El nuevo mapa político de la ciudad muestra que varios nombres ya se están moviendo, especialmente desde la Asamblea del Cesar. En ese grupo aparece José Mario Rodríguez, quien desde 2025 reconocía que su futuro político estaba abierto entre seguir haciendo política y una eventual aspiración mayor; y también Carlos Daza, que desde hace meses viene siendo ubicado en conversaciones y acercamientos con el grupo de Ape Cuello.
Alcaldía de Valledupar 2027 y la pelea por los avales
Por eso, el foco de esta etapa previa no está tanto en quién quiere ser candidato, sino en quién logra sobrevivir a la puja interna de su partido. En Valledupar, la batalla por 2027 se está cocinando en los directorios políticos, en las casas de los jefes naturales y en los acuerdos que dejó la elección al Congreso. Del lado liberal, además, el peso de Mello Castro sigue siendo tema de conversación, pues EL PILÓN ya había advertido que el exalcalde estaba armando equipo con la mira puesta en 2026 y 2027.

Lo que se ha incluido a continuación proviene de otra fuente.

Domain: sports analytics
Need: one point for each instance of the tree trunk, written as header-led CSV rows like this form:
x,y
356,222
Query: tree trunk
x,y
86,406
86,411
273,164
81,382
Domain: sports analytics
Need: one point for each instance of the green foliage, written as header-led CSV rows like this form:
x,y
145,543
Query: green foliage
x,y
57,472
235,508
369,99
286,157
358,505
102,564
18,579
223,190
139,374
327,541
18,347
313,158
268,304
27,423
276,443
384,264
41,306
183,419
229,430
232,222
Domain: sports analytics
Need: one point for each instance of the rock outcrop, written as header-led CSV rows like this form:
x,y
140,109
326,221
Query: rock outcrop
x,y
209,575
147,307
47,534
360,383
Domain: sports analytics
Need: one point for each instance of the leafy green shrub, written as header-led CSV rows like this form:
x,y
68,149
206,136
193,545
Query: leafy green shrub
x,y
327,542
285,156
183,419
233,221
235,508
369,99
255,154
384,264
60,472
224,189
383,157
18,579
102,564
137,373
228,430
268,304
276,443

En otros sectores también se siente el reacomodo. Dentro de La U, por ejemplo, el nombre del empresario Ricardo Reyes vuelve a aparecer en el radar político: ya había sido candidato a la Alcaldía en 2023 y recientemente EL PILÓN reportó que ese partido estaba creciendo en Valledupar pensando no solo en las legislativas, sino también en 2027.
Alcaldía de Valledupar 2027 y los movimientos en los partidos
A todo eso se suma un factor que puede cambiarlo todo: la doble militancia. La Ley 1475 de 2011 establece que incumplir las reglas de lealtad partidista constituye doble militancia y, en el caso de candidatos, puede incluso llevar a la revocatoria de la inscripción. Además, el Consejo de Estado ha reiterado que, cuando un elegido quiera apartarse del partido que lo avaló y de la curul que ocupa, la renuncia debe hacerse efectiva con al menos doce meses de anticipación para no caer en esa prohibición.

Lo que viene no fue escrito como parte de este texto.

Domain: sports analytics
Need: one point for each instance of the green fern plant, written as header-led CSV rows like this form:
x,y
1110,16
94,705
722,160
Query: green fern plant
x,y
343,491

Eso explica por qué varios movimientos se están haciendo con cautela. Más que una campaña abierta, lo que hoy se libra en Valledupar es una partida de ajedrez: medir fuerzas, no cerrarse puertas, tantear apoyos y calcular muy bien los tiempos. En esta fase, una foto mal leída, un respaldo prematuro o una ruptura mal manejada puede costar un aval o incluso una candidatura.
Así las cosas, la carrera por la Alcaldía de Valledupar 2027 ya arrancó, pero su primera gran prueba no será en las urnas sino en la cocina interna de los partidos. Allí se decidirá quién logra salir vivo de las tensiones entre jefes políticos, coaliciones y reglas electorales para llegar realmente con opción a la línea de partida.